Dr. Weidhaas is a physician-scientist who trained as a Radiation Oncologist at Memorial Sloan Kettering, with broad exposure to the clinical and biological behavior of cancer of all types. Her scientific training is in molecular biology with post-doctoral work in genetics and radiobiology. Dr. Weidhaas's clinical work has primarily focused on women's cancers, and she was the head of the Breast Radiation Oncology Services at Yale before moving to UCLA in 2014. Additionally, Dr. Weidhaas has successfully sustained NIH grant funding in microRNAs, and her laboratory works to best define the applications of microRNAs in personalized medicine. Dr. Weidhaas is a leader in translational research and holds several patents, is a co-founder of MiraDX, a molecular diagnostics company, and a founder of MiraKind, a non-profit focused on advancing the application of microRNA discoveries for cancer prevention. She is a frequently invited speaker to medical conferences throughout the world. Dr. Weidhaas attended Yale University as an undergraduate, Tufts Medical School to earn her MD/PhD, completed residency training at Memorial Sloan-Kettering Cancer Center, and most recently earned a Masters in Business Management at the Stanford Business School. The fundamental purpose of her work is to break down the barriers between science and clinical cancer care, to significantly improve personalized treatment and ultimately outcome for cancer patients. In January 2015, Dr. Weidhaas became the full-time Director of the Division of Molecular and Cellular Oncology.
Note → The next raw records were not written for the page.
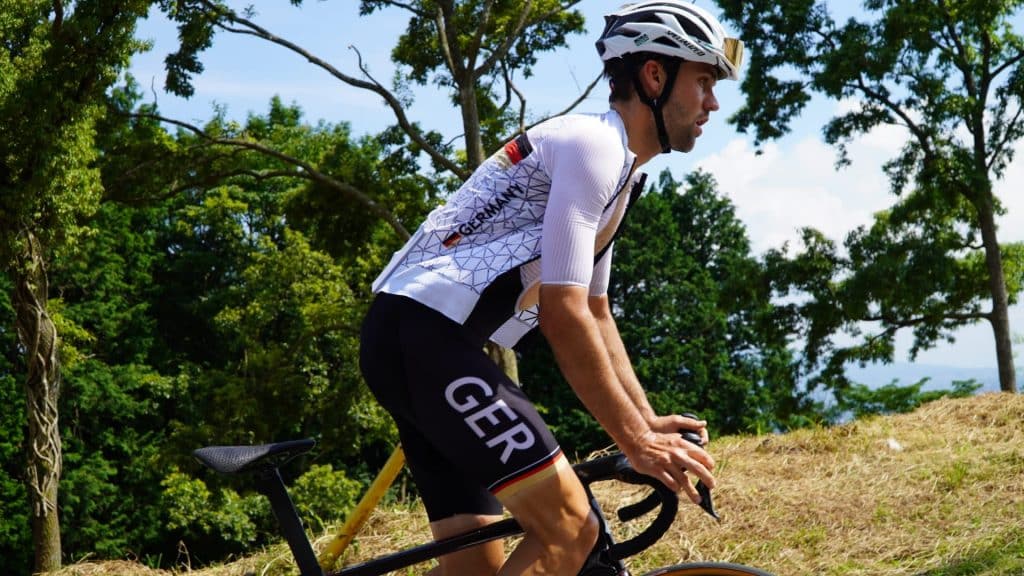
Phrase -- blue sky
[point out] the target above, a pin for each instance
(793, 183)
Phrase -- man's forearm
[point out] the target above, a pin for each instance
(580, 348)
(620, 357)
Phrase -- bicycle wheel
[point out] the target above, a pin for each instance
(708, 569)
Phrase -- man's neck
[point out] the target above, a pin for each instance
(641, 132)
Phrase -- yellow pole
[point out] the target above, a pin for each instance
(358, 517)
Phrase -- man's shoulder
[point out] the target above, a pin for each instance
(589, 131)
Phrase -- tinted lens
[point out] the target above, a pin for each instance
(734, 51)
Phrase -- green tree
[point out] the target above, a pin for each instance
(56, 62)
(693, 307)
(934, 68)
(473, 48)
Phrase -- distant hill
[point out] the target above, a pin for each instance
(875, 375)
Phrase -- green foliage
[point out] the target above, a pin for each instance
(932, 261)
(204, 518)
(325, 496)
(692, 305)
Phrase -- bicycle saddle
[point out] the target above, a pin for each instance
(233, 459)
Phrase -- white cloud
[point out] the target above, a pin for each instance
(797, 184)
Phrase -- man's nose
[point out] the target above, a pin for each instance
(711, 103)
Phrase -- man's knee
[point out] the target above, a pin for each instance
(586, 538)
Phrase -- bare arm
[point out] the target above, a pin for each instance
(574, 334)
(601, 310)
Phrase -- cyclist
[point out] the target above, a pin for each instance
(527, 241)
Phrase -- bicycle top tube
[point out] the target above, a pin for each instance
(265, 459)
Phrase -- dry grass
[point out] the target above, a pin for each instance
(939, 492)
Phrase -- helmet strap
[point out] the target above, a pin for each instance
(656, 104)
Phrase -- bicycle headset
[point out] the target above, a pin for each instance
(671, 28)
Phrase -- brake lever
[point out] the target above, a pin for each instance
(706, 502)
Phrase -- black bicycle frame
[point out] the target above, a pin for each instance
(265, 460)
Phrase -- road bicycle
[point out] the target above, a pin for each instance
(265, 460)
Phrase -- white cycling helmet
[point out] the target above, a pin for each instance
(672, 28)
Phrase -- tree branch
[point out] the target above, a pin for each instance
(962, 63)
(306, 170)
(406, 6)
(450, 46)
(474, 46)
(254, 30)
(506, 44)
(574, 104)
(1009, 130)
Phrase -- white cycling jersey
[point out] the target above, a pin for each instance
(543, 209)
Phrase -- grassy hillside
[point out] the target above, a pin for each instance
(939, 492)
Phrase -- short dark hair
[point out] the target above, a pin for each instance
(622, 72)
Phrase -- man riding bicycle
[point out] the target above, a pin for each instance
(525, 242)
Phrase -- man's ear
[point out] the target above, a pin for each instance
(652, 76)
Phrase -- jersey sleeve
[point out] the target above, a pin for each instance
(585, 164)
(602, 274)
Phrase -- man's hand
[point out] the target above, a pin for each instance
(668, 457)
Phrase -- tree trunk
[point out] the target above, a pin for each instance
(999, 317)
(471, 122)
(38, 335)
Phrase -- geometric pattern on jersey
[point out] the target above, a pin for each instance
(488, 227)
(487, 236)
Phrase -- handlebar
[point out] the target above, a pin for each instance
(616, 466)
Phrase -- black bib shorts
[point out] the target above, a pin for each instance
(470, 435)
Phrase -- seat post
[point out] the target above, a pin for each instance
(269, 483)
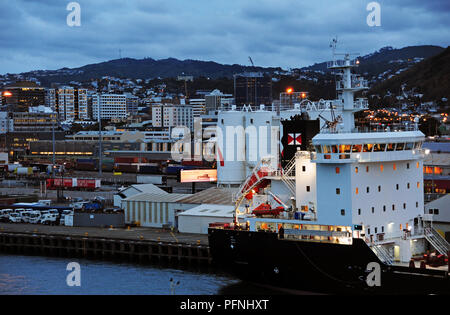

Dr. Weidhaas's Research Interests
Dr. Weidhaas’s scientific focus has been on the genetics behind the radiation response and cancer biology. Much of her current work focuses on the discovery and characterization of functional germ-line genetic markers that predict cancer risk as well as tumor biology, allowing insight into the causes of cancer, as well as potential avenues for use of such mutations as biomarkers to lead to better treatment for cancer patients. Her early work on microRNAs (miRNAs), important recently discovered global genetic regulators, are dynamically regulated in response to cancer treatment, specifically to radiation, work that was a meaningful advance in the understanding of the role of miRNAs in cancer. This insight led to her group's discovery of the first germ-line miRNA binding site mutation, which is an inherited variant in the 3' untranslated region (3’UTR) of the KRAS oncogene. This mutation, now referred to as the KRAS-variant, increases cancer risk, primarily for women, and also predicts unique tumor biology, partly through conserved miRNA and gene expression changes in the tumors of patients that harbor it. This has been shown to result in altered response to cancer treatment for these patients, who can represent 25% of newly diagnosed cancer patients, indicating that the KRAS-variant is a strong candidate as a prognostic biomarker to direct therapeutics. She additionally continues her work investigating and defining the fundamental biology and mechanisms of miRNAs in the cancer, and stress response. By focusing on overall tumor biology globally and specifically the functional germ-line genetic markers that drive tumor biology, her laboratory seeks to facilitate insight into ways to significantly improve and advance personalized cancer care.